Game of the Week: Connecticut vs. San Diego State
San Diego State entered the NCAA Tournament with zero wins in the tournament to its program’s name, while Connecticut was the hottest team in the country entering the bracket.
This matchup features two possible NBA draft lottery selections: San Diego State sophomore forward Kawhi Leonard and Connecticut junior guard Kemba Walker. Leonard is a double-double machine on the season, averaging 15.6 points and 10.6 rebounds per game.
Big East Bows Out Early
The Big East started the NCAA Tournament with 11 teams, which was the most ever from one conference.
But now, only two remain after the first weekend of play wrapped up with No. 10 seed Florida State’s 71-57 defeat of No. 2 seed Notre Dame.
Of the 11 Big East teams in the tournament, only one was a double-digit seed: No. 11 seed Marquette. Ironically, it is one of the two teams left.
The other is No. 3 seed Connecticut, which will play the No. 2 seed San Diego State Aztecs in the Sweet 16.
The Big East was the best conference throughout the entire college basketball season. Ten teams found themselves in the top 25 at some point in the 2010-‘11 season. No other conference had that many teams who were in the top 25 this season.
Yet when the Sweet 16 begins on Thursday, it will be the ACC that will enter play with the most teams left of any conference with three: Duke, North Carolina and Florida State. For nine of the 19 weeks of polling, Duke was the only ACC team in either top 25 poll, North Carolina and Virginia Tech were the only two other ACC schools who made appearances in either poll.
It’s not all the Big East’s fault it only has two teams in the Sweet 16. Only nine of the 11 teams could have made the Sweet 16 because of the bracket layout.
Connecticut played Cincinnati and Marquette played Syracuse in the round of 32. The Big East was the only conference through the first three rounds that had two of its teams square off in an NCAA Tournament game.

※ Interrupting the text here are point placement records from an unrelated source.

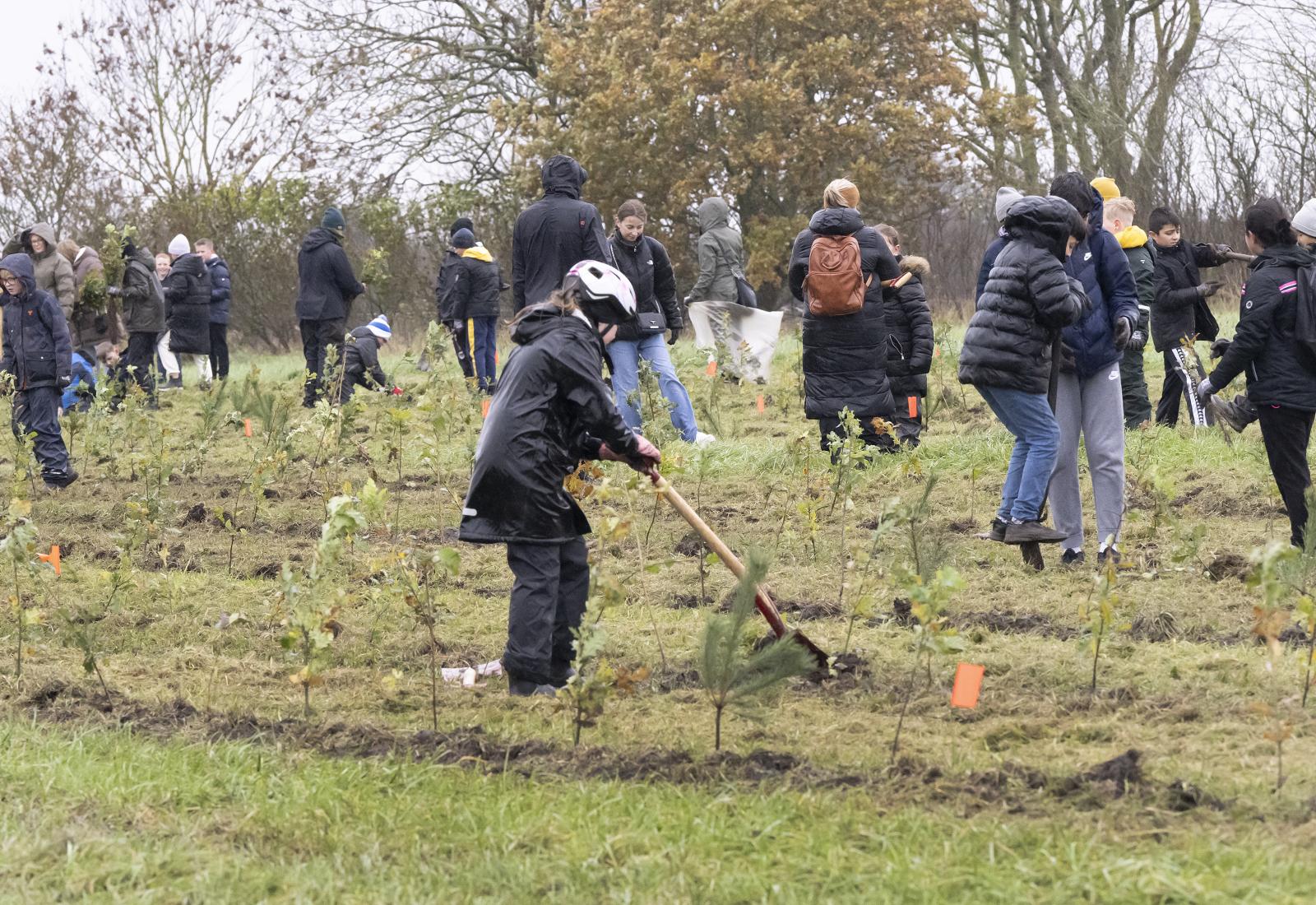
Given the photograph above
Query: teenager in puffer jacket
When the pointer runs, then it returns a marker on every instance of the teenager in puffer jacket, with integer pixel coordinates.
(908, 341)
(1028, 299)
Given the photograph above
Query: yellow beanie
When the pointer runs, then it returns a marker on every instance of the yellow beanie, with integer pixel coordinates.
(1105, 187)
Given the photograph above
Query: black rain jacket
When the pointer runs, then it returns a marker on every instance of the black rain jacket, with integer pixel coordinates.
(188, 305)
(649, 270)
(1026, 301)
(550, 411)
(1178, 309)
(326, 281)
(910, 332)
(37, 349)
(1263, 346)
(554, 234)
(846, 358)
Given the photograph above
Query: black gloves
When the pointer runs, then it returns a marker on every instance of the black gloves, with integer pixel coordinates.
(1123, 332)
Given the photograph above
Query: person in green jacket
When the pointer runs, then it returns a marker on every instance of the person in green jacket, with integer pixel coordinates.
(1138, 248)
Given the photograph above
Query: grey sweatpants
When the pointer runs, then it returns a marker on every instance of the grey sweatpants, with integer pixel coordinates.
(1094, 406)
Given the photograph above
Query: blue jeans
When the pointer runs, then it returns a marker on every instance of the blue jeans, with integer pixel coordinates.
(1037, 439)
(486, 350)
(625, 355)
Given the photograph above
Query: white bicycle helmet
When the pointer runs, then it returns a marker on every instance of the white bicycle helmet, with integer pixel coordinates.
(602, 291)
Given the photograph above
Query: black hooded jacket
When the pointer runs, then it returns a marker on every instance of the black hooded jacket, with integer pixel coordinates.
(1026, 301)
(326, 281)
(188, 305)
(910, 327)
(846, 358)
(1178, 309)
(1265, 346)
(649, 270)
(550, 411)
(37, 349)
(554, 233)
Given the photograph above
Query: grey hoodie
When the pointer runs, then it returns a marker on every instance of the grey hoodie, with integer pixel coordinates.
(721, 253)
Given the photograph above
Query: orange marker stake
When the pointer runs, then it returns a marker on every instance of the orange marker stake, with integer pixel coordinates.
(969, 681)
(53, 557)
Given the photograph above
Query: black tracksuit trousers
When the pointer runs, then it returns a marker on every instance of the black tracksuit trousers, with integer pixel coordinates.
(548, 601)
(1286, 433)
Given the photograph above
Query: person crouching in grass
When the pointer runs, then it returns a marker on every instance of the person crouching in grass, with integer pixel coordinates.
(1007, 353)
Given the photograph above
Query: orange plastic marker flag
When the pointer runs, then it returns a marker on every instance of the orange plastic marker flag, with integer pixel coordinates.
(53, 557)
(969, 681)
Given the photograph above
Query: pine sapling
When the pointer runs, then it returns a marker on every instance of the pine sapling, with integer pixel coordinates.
(734, 678)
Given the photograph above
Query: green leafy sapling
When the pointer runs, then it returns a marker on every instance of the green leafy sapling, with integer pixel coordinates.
(313, 600)
(420, 575)
(932, 632)
(1101, 613)
(20, 547)
(734, 678)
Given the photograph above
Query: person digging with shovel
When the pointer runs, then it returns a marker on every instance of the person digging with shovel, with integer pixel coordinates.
(552, 410)
(1007, 353)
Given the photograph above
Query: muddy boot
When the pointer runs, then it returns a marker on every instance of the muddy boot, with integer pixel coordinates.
(1032, 533)
(1237, 415)
(526, 688)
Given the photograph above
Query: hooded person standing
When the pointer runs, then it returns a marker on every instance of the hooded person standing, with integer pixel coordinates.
(554, 233)
(142, 298)
(221, 296)
(721, 254)
(52, 272)
(443, 304)
(1089, 397)
(39, 357)
(326, 288)
(475, 299)
(188, 307)
(846, 354)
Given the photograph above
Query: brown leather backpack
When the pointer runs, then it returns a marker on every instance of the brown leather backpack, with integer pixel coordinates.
(835, 285)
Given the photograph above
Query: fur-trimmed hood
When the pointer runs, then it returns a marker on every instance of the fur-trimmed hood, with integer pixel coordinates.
(918, 266)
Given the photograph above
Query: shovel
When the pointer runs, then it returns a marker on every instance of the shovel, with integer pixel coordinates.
(761, 600)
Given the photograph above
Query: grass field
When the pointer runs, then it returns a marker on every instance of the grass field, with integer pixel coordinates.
(199, 777)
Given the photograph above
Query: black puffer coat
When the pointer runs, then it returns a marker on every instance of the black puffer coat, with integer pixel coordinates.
(188, 305)
(1263, 345)
(550, 411)
(846, 358)
(554, 233)
(221, 290)
(37, 349)
(142, 295)
(326, 281)
(910, 327)
(1026, 301)
(1178, 309)
(649, 270)
(477, 285)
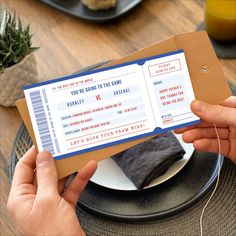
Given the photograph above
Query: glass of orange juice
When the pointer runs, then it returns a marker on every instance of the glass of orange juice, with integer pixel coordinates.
(220, 19)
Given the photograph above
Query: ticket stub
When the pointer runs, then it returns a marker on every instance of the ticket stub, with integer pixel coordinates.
(105, 107)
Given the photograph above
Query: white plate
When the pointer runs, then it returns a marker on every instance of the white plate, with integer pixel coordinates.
(110, 175)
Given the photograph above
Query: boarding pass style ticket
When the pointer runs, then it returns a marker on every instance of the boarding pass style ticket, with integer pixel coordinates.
(104, 107)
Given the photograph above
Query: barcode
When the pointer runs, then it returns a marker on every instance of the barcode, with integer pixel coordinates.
(41, 121)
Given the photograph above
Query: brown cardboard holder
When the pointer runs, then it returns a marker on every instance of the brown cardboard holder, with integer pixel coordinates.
(207, 79)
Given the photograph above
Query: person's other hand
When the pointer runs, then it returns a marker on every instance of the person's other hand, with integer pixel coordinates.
(39, 203)
(203, 135)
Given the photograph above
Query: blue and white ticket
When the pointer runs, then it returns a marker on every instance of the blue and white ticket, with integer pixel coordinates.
(105, 107)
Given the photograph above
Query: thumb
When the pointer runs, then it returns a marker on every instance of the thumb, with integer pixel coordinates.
(46, 173)
(214, 113)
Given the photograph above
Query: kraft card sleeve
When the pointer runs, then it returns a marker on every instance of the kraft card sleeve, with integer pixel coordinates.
(89, 111)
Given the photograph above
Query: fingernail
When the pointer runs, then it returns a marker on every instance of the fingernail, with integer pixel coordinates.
(43, 158)
(197, 106)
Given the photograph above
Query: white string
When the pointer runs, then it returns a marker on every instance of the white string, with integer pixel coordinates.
(217, 181)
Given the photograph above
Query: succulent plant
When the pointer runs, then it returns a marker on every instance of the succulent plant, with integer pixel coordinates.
(15, 40)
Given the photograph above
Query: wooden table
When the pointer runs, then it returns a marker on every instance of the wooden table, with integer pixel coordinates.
(68, 44)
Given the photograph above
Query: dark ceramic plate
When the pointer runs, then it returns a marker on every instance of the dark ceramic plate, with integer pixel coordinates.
(166, 199)
(76, 8)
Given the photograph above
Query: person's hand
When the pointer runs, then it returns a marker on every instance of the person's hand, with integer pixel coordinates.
(39, 203)
(203, 135)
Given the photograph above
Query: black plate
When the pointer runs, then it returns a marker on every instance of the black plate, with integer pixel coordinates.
(175, 195)
(76, 8)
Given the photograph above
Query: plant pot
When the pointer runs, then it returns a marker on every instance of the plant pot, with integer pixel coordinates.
(15, 77)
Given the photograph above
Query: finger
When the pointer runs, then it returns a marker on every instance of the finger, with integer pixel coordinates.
(46, 172)
(61, 184)
(24, 171)
(212, 145)
(201, 133)
(214, 113)
(202, 124)
(78, 184)
(230, 102)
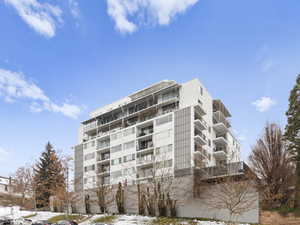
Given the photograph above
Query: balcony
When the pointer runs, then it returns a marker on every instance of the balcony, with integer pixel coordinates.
(230, 169)
(221, 140)
(103, 157)
(199, 109)
(200, 124)
(145, 160)
(145, 144)
(145, 131)
(220, 153)
(200, 138)
(221, 123)
(103, 170)
(145, 173)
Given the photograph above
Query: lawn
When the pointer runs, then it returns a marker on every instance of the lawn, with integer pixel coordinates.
(76, 218)
(105, 219)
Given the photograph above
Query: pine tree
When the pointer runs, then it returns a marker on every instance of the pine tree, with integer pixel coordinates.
(49, 176)
(292, 134)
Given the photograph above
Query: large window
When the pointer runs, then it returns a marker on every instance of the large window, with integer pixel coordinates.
(116, 174)
(164, 149)
(129, 145)
(102, 143)
(129, 171)
(89, 156)
(163, 120)
(116, 148)
(89, 168)
(164, 164)
(129, 158)
(117, 161)
(116, 136)
(163, 135)
(129, 131)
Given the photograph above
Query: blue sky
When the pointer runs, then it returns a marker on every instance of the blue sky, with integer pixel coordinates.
(60, 59)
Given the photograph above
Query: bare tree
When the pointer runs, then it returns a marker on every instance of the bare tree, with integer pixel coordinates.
(235, 194)
(157, 192)
(271, 162)
(22, 183)
(104, 193)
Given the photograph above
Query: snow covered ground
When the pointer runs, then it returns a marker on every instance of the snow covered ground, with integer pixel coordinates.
(15, 213)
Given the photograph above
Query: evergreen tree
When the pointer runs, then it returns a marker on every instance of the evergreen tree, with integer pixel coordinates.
(49, 176)
(292, 134)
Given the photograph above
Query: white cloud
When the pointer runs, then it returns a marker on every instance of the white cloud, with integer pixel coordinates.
(74, 8)
(266, 65)
(264, 104)
(14, 86)
(157, 11)
(42, 17)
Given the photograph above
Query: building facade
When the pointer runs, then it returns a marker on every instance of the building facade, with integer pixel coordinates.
(5, 185)
(168, 125)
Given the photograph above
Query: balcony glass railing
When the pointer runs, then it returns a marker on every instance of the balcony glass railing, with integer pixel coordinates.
(145, 159)
(145, 132)
(201, 135)
(225, 170)
(93, 125)
(220, 149)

The Big East also enjoyed other firsts of the 2011 NCAA Tournament that it would have liked to avoid: Pittsburgh was the first No. 1 seed to lose when it fell to No. 8 seed Butler 71-70, Notre Dame was the first No. 2 seed to lose and Syracuse was the first No. 3 seed to lose.
After so much hype about the Big East throughout the season for it to only have two teams in the Sweet 16 has left many scratching their heads as to whether the conference deserved as many invites as it got. Marquette coach Buzz Williams isn’t one of those people.
“I think the resumé of those 11 institutions speak for themselves over the course of Christmas to spring break,” Williams said.